Een bv voldoet op aangifte BPM vanwege de registratie van drie gebruikte auto’s. Zij dient tegen elke voldoening afzonderlijk bezwaar in. De Belastingdienst doet in één geschrift uitspraak op deze bezwaarschriften. De bv is het daar niet mee eens en tekent beroep aan tegen deze uitspraken op zijn bezwaarschriften. In de beroepsprocedure voor de rechtbank heft de griffier driemaal griffierecht. Vervolgens verklaart de rechtbank de beroepen ongegrond. De bv gaat daarna in hoger beroep. Daarbij stelt zij voor het eerst ter zitting dat men het historische BPM-tarief moet toepassen. Het hof volgt dit standpunt voor één auto en verklaart daarom het hoger beroep van de bv gegrond. Maar de bv is nog niet helemaal tevreden en gaat in cassatie.

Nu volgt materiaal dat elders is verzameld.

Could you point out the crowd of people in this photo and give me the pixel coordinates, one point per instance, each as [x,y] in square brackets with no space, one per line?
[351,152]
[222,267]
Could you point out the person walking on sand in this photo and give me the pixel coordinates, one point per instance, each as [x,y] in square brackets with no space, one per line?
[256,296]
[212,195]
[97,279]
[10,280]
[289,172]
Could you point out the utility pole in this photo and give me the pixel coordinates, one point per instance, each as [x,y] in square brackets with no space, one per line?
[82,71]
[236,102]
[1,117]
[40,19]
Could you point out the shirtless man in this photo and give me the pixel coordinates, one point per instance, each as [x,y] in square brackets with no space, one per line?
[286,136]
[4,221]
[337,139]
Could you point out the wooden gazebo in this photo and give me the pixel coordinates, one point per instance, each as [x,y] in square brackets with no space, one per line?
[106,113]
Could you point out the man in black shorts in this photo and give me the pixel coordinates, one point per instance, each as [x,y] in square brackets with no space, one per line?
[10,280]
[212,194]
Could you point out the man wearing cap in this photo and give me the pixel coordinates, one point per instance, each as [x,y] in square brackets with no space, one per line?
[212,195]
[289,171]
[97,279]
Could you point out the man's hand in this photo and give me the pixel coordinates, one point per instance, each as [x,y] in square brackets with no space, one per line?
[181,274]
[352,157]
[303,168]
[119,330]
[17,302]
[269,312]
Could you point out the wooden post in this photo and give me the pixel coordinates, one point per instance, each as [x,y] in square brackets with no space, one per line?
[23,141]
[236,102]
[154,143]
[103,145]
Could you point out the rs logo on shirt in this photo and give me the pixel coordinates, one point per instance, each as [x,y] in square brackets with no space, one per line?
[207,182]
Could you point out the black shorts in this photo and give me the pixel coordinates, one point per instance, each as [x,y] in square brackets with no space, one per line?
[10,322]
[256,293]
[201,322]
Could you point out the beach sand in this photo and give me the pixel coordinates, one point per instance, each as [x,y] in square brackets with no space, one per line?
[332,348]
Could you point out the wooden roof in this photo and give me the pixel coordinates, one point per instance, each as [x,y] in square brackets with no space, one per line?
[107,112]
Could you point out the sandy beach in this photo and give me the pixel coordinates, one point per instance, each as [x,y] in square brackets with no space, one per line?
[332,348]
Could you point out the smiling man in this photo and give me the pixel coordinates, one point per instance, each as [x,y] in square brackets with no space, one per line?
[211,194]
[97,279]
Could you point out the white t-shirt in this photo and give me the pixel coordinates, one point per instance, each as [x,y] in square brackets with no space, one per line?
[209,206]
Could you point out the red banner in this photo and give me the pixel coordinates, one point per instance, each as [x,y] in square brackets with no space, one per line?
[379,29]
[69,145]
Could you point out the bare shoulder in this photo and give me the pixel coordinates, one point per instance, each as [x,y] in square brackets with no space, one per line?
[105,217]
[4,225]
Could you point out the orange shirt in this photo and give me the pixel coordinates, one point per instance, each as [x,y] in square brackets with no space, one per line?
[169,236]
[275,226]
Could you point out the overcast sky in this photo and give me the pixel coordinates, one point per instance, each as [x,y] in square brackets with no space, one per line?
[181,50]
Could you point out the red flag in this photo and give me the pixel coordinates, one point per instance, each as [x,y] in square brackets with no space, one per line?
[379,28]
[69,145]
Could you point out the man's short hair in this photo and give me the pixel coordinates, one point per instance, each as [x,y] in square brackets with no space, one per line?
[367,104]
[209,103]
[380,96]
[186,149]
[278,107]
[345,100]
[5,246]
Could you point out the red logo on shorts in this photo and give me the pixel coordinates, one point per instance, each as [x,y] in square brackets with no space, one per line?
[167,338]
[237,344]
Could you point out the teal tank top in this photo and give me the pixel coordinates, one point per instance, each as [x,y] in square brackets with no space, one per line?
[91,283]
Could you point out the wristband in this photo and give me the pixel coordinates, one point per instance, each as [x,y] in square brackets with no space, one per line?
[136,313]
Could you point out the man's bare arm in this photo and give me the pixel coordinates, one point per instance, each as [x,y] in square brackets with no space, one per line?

De Hoge Raad oordeelt eerst dat in de beroepsprocedure voor de rechtbank terecht driemaal griffierecht is geheven. Deze procedure heeft namelijk betrekking op besluiten die niet met elkaar samenhangen. De bv vindt het daarnaast onterecht dat zij in hoger beroep geen bezwaarkostenvergoeding heeft ontvangen. Maar de Hoge Raad gaat niet mee met haar standpunt. In deze zaak heeft de belastingplichtig een te hoog belastingbedrag op aangifte betaald. In zo’n situatie is niet te zeggen dat de door het hof gelaste vermindering van de verschuldigde BPM het gevolg is van een onrechtmatigheid die is te wijten aan de fiscus.

Toch verklaart de hoge raad het cassatieberoep van de bv gegrond. Het hof heeft namelijk ten onrechte nagelaten de bv een proceskostenvergoeding toe te kennen. In de regel moet immers bij een gegrond beroep een vergoeding van de proceskosten plaatsvinden. Een uitzondering geldt als de noodzaak tot het instellen van (hoger)beroep uitsluitend voortvloeit uit de handelwijze van de belanghebbende. Dat is hier niet zo. Vindt na de uitspraak op bezwaar een publicatie plaats van jurisprudentie met een nieuwe rechtsontwikkeling? En ziet de belanghebbende naar aanleiding van deze ontwikkeling alsnog gronden om in (hoger) beroep een (verdere) vermindering te bepleiten? Dan ontbreekt een reden om bij gegrondverklaring van het (hoger) beroep de proceskostenvergoeding achterwege te laten. De rechter mag aan de belanghebbende niet tegenwerpen dat hij bij de voldoening op aangifte of in de bezwaarfase niet zelf op de mogelijkheid van een nieuwe rechtsontwikkeling heeft geanticipeerd.